Sunday, November 29, 2015
Don't--don't hang back with the Brutes!
The apartment that where I am living is an apparent chaos of books, open boxes, papers, stacks of files and hundreds of antique shaving mugs. By these last - an inheritance of sorts - I make my livelihood. As I thread the path through it to the kitchen, I wonder if this also is a sign of the sickness, this certain disorder in my dress? A cluttered room of memory that would scandalize Simonides.
As I am heating the milk and honey, I consider that Simonides was right there in my back pocket. That's got to be a good sign. I smile at the irony that one devoted to memory practices attributed to the wily Greek might forget that name. And for the millionth time, wonder about the metaphysical mystery of Shakespeare's Young Man. That the Sonnets have, as Shakespeare himself
predicted time and time again, endured through hundreds of years as a testimony to the Young Man's beauty, but his name and identity have not.
Watched Tennessee Williams' / Kazan's Streetcar Named Desire last night.
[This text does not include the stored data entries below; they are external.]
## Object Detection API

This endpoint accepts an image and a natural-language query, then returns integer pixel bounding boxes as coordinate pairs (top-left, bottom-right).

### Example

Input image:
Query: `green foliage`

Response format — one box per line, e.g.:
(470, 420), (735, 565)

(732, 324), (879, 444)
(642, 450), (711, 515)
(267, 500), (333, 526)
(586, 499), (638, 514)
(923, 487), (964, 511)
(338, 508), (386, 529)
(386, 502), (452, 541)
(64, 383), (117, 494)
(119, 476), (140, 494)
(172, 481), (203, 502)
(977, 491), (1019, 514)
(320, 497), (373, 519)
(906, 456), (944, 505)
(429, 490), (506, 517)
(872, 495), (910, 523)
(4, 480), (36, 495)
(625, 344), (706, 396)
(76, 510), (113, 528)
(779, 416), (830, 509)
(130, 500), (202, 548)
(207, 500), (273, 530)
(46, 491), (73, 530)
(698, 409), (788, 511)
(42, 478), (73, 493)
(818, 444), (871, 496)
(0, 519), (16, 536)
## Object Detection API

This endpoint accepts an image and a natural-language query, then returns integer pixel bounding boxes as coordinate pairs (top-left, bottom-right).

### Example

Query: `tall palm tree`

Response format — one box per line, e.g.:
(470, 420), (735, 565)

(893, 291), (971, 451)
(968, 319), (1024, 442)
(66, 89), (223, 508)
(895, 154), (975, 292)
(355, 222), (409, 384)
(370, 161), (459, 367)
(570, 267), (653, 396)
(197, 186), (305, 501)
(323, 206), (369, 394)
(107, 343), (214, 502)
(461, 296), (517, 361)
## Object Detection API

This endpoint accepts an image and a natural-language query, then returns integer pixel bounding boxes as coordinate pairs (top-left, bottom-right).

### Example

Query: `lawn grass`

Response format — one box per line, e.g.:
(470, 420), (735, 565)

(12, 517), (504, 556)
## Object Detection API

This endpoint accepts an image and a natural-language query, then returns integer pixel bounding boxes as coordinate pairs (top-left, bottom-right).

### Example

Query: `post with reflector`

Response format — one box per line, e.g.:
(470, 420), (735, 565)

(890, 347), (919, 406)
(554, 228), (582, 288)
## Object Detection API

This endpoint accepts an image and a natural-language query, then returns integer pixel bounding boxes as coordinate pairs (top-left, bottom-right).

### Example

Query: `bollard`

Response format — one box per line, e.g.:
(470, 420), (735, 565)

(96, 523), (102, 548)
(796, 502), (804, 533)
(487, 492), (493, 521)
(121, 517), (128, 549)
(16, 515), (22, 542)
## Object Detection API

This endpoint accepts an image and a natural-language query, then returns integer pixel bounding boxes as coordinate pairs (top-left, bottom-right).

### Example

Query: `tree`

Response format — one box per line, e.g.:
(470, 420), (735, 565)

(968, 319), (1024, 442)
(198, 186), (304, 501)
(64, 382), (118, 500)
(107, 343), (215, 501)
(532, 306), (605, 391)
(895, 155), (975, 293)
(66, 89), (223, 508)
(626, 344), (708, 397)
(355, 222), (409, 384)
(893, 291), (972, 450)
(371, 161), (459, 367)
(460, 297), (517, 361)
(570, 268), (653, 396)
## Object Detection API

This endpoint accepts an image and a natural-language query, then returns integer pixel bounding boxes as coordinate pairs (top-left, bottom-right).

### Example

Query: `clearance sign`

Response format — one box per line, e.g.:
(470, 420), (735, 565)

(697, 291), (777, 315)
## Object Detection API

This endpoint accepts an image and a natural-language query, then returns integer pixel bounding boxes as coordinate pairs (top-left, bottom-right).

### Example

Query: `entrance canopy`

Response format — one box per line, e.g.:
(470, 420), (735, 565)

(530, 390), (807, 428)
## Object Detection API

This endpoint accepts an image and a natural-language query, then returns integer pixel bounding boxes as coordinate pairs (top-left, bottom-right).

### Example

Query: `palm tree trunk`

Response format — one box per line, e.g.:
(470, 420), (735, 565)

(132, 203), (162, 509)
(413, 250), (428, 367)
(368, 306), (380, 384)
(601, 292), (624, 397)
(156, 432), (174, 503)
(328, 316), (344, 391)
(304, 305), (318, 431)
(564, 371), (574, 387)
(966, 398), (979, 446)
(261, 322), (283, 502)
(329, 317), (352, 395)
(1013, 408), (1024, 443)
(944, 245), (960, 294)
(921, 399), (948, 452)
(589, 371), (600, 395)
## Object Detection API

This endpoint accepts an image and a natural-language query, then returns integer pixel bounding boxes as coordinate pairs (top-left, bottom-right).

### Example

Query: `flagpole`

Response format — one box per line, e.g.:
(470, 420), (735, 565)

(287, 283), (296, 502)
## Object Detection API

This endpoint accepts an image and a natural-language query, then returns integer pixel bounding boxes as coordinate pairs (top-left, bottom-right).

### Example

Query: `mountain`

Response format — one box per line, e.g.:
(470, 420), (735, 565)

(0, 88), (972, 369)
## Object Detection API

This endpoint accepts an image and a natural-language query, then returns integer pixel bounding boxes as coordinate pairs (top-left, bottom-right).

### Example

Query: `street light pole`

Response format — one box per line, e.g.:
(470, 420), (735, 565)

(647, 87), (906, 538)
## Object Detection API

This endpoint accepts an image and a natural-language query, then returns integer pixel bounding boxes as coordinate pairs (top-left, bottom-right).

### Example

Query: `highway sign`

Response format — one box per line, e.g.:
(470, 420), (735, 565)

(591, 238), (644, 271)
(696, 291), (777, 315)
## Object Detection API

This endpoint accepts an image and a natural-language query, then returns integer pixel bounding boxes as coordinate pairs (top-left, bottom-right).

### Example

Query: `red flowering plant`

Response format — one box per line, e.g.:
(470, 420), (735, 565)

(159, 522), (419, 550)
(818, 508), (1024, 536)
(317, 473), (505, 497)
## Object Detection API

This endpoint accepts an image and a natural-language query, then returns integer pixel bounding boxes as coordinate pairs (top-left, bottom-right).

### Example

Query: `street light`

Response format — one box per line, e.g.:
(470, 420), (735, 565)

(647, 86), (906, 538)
Williams is always entertaining and quotable but oddly opaque, as if the innermost watchsprings of his characters are a mystery also to him. Like Tarantino, he writes great dialogue, but to what end? It seems enough that Stanley Kowalski and Blanche Dubois are classic American archetypes, wound up to spin around the drama. But I wonder about this winding: MacGuffins stand there where primal totem poles should be, not to be questioned and existing only to power the plot along in the most entertaining way. That being said, I enjoyed the film immensely.
"Maybe we are a long way from being made in God's image, but Stella--my sister--there has been some progress since then! Such things as art--as poetry and music--such kinds of new light have come into the world since then! In some kinds of people tenderer feelings have had some little beginning! That we have got to make grow! And cling to, and hold as our flag! In this dark march toward whatever it is we're approaching. . . . Don't--don't hang back with the Brutes!"